Third, why the shock and awe tactics like this against the apparent disregard for the economic and geopolitical impact it will have? The answer to this is key to understanding the whole MAGA approach to economic policy. President Trump and his administration are using a “rational expectations” theory to manage their economic relations with the rest of the world. In other words, there will be a shock when a policy like this is announced, but everyone will catch on to the idea that this is serious and, hence adapt their behaviours immediately. This explains why everything is being done in such a rush with little obvious concern for the short-term impact: everyone will come around to the idea that America is rebuilding itself successfully and, in the end, will start to invest again in the US more quickly if they know that this is not a negotiating tactic.

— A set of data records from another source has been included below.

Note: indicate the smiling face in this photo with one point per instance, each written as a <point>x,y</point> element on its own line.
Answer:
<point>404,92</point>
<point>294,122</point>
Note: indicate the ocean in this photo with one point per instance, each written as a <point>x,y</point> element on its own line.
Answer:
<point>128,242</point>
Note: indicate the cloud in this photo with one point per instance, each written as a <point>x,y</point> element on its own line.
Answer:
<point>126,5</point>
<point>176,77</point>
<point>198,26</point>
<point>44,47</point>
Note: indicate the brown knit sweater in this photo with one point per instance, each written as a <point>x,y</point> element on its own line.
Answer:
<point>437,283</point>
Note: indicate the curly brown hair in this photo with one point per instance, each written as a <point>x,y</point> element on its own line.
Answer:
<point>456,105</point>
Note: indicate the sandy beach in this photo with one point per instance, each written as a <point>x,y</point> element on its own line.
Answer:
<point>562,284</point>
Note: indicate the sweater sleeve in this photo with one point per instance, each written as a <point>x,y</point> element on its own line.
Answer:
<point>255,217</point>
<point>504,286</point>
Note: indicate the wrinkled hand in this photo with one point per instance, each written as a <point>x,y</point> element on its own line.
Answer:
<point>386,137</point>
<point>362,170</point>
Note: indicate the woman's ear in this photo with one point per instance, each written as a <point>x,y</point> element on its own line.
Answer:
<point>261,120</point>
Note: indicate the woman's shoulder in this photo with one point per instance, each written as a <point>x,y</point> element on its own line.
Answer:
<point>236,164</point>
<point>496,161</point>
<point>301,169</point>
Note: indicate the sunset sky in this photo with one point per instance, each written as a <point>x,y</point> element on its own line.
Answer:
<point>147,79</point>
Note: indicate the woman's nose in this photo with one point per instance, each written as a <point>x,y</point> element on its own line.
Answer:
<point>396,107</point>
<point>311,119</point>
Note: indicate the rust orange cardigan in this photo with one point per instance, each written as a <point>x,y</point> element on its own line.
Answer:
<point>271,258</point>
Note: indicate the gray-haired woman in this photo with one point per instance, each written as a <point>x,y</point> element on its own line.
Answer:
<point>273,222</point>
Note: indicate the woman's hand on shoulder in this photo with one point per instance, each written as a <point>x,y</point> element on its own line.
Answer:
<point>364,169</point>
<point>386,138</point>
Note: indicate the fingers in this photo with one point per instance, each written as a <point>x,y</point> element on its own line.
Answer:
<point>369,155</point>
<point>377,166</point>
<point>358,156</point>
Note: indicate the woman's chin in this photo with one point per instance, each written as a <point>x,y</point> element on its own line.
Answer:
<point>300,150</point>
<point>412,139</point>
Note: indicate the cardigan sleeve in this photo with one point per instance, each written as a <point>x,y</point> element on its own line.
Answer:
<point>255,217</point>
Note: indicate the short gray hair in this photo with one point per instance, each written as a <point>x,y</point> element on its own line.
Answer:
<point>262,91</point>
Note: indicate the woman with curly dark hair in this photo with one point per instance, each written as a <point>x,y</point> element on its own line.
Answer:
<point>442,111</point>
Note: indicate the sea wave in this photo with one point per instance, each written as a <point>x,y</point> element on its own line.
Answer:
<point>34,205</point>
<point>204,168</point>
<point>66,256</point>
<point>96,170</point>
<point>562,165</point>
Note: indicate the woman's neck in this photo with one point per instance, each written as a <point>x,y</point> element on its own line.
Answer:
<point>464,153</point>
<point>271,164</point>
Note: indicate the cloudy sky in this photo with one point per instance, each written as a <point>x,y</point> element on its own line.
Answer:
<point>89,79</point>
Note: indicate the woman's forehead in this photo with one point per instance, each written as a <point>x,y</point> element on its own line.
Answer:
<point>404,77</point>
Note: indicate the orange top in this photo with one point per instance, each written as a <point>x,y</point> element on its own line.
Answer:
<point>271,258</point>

Finally, there is still one mystery for anyone who has studied or believed in the benefits of international trade—isn’t it supposed to be about comparative advantage? Don’t we trade because one country is better at producing something than we are and vice versa? 

Well, yes, except that this is not how trade is viewed by the key influencers over President Trump’s policy. Because the US is rich in resources and because it could be self-sufficient, a MAGA approach says that the US can produce substitutes for a lot of the things it imports, and the fact that it has a deficit is due to other countries behaving unfairly. The deficit is a reflection of globalisation’s inequalities and unfair practices, therefore, and not a reflection of the fact that global supply chains have evolved to improve the productivity of global businesses—not least American ones.

The Gorilla experiment in psychology helps us understand what’s going on. In Europe, the basketball-passing game of tariffs is being watched with stunned focus: Will there be a slowdown? Or a market crash? Or de-dollarisation? Or a major trade war? The Gorilla at the back of the stage is the collapse of Bretton Woods and the globalisation of the last 35 years. The world was warned of this on the campaign trail, but its willful “sustained inattentional blindness” made it hope that tariffs were just a negotiating tactic. 

Everywhere that is, except China. Why has it appealed to the World Trade Organisation? Perhaps because, as Europe, in particular, looks for answers in its own multilateralism, China realises it may be time to reinforce its stated belief in the International Rules-Based Order of globalisation just as America pulls away.